Mahkemece, toplanan delillere göre, davalının N.U’nun davacı bankadan aldığı krediye kefil olduğu, borç ödenmediğinden müşteri ve kefiller aleyhine icra takibine girişildiği, borç ödenmediği ve güvence altına alınmadığı halde davalının borca itiraz ederek takibin kendisi yönünden durmasına sebebiyet verdiği, söz konusu borcun hesap kat özetinin davalıya tebliği ve itiraz edilmemekle muaccel olduğu, davalının borcun tamamından müşterek ve müteselsil sorumlu olduğu halde kötüniyetle borca itiraz ettiği gerekçeleriyle davanın kabulüyle hüküm altına alınan 4.436,60 TL asıl alacağın %40’ı oranında inkar tazminatının davalıdan tahsiline karar verilmiş, hüküm davalı tarafından TEMYİZ EDİLMİŞTİR.
1-Dosyadaki yazılara kararın dayandığı delillerle gerektirici sebeplere, delillerin takdirinde bir isabetsizlik bulunmamasına göre, davalının aşağıdaki bendin dışında kalan sair temyiz itirazlarının REDDİ GEREKMİŞTİR.
2-BK’nun 484 üncü maddesine göre, kefil, kefalet limiti ve kendi temerrüdünün hukuki sonuçlarından sorumludur.

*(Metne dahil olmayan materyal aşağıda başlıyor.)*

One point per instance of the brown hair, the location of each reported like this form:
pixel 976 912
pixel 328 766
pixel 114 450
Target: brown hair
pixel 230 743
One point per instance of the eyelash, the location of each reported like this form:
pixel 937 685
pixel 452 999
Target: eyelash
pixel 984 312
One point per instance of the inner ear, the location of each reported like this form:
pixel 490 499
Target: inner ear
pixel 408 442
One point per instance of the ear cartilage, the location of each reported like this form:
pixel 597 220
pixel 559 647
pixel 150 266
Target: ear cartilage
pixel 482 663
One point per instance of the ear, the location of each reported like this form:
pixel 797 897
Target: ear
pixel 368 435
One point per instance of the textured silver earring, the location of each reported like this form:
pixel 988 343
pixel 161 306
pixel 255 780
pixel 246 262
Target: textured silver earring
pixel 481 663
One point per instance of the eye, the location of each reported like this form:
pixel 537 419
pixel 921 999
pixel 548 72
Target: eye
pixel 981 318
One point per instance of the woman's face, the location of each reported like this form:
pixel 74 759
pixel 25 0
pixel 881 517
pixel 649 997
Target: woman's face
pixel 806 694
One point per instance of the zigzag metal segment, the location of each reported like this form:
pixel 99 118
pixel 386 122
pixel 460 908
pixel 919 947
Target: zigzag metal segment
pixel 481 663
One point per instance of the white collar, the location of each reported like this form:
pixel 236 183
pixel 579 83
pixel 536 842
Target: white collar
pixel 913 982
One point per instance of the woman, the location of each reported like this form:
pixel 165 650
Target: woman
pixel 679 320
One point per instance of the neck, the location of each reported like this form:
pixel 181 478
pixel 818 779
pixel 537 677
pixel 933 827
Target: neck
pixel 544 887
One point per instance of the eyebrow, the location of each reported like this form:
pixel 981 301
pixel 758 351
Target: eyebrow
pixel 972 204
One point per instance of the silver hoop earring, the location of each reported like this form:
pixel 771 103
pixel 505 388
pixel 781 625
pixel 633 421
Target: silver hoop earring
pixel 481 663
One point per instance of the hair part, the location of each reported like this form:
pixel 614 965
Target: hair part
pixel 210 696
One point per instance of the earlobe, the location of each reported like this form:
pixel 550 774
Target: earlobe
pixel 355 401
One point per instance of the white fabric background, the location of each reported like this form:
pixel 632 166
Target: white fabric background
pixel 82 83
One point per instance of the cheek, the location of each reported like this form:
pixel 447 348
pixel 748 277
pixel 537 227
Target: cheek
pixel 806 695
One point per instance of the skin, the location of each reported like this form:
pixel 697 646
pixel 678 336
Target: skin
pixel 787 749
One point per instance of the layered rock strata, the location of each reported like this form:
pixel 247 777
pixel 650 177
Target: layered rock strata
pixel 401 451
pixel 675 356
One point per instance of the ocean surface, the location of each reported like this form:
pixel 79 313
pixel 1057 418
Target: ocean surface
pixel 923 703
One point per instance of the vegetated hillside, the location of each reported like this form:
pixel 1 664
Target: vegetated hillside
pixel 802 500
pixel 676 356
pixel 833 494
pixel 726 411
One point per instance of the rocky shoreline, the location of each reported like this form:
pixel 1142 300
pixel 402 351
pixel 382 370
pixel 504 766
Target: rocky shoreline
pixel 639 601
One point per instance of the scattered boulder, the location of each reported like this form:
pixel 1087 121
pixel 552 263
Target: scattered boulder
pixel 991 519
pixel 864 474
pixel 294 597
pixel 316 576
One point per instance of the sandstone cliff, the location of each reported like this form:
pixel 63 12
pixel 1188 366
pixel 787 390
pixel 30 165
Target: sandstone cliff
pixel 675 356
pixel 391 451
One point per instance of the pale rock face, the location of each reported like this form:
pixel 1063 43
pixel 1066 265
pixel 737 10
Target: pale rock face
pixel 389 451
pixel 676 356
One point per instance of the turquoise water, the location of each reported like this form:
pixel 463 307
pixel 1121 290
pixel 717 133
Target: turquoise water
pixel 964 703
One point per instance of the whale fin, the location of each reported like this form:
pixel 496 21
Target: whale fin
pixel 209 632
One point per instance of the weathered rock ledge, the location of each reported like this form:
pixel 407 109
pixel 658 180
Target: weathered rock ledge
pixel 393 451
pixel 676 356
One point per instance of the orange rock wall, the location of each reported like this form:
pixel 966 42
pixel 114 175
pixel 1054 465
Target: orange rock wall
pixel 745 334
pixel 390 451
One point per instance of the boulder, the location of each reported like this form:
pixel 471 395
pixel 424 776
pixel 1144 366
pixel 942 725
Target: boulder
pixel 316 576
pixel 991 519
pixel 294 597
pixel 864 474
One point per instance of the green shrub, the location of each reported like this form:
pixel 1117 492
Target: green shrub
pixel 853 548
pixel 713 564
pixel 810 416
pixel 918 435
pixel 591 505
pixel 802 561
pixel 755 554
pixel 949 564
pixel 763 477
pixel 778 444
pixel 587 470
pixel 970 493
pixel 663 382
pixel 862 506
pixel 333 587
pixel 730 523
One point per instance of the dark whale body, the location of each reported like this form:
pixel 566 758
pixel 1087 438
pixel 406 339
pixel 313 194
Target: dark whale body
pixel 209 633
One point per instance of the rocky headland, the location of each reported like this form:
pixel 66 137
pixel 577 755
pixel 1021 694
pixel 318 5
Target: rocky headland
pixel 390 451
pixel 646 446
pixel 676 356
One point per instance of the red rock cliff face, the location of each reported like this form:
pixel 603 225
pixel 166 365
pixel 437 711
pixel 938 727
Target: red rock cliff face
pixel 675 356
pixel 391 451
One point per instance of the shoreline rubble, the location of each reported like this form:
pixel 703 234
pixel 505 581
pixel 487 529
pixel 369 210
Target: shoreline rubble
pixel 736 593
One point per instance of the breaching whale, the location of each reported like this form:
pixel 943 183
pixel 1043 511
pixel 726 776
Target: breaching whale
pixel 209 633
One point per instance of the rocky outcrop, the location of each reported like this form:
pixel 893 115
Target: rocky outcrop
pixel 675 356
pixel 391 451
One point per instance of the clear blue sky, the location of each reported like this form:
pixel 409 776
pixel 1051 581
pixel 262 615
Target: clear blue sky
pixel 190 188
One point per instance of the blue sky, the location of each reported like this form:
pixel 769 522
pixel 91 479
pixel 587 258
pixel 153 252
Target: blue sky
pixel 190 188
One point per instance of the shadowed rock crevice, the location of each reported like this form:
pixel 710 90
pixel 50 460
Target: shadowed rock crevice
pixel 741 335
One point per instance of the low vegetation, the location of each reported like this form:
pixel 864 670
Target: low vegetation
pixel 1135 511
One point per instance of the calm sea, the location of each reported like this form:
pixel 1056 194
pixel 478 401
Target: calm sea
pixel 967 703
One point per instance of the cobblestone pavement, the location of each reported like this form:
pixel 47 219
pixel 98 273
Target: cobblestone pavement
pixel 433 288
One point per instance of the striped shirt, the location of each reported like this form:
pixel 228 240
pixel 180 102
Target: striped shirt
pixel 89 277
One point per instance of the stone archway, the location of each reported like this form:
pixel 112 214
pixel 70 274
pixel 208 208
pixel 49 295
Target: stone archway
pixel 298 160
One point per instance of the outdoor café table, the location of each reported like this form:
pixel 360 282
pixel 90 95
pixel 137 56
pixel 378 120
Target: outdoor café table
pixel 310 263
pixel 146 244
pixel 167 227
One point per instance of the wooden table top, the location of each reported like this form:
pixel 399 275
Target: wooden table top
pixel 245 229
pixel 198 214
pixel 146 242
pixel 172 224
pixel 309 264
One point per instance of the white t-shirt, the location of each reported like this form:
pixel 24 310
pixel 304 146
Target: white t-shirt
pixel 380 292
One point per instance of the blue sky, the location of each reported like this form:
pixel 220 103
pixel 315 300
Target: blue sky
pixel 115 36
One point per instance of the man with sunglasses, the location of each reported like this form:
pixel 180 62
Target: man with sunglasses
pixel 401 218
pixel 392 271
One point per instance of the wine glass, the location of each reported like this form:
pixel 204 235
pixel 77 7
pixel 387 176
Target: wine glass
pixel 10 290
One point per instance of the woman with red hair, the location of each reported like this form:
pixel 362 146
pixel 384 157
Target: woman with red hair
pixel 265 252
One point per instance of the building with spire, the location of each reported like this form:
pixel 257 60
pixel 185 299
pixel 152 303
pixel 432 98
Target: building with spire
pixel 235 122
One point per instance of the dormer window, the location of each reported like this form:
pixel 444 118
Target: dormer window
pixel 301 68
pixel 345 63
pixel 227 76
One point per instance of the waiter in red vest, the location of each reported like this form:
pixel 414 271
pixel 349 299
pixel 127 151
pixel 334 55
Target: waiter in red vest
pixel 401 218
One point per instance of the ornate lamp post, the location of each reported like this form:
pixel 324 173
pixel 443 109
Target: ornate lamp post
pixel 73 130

Dava konusu kredi sözleşmesinde kredi limiti 4000 TL olarak gösterildiğine göre, mahkemece kredi limitinin aynı zamanda kefalet sorumluluğunu belirlediği gözetilmeli, kefilin sorumluluğu bu miktar ve kendi temerrüdünün hukuki sonuçlarıyla SINIRLI OLMALIDIR. Mahkemece bu yön gözetilmeksizin kefalet limitini aşar biçimde hesaplama yapan bilirkişi raporunun hükme esas alınması DOĞRU GÖRÜLMEMİŞTİR.
SONUÇ:Yukarıda (1) nolu bentte açıklanan nedenlerle davalı vekilinin sair temyiz itirazlarının reddine, (2) nolu bentte açıklanan nedenlerle hükmün BOZULMASINA, peşin harcın istek halinde iadesine, 07.06.2010 tarihinde OYBİRLİĞİYLE KARAR VERİLDİ.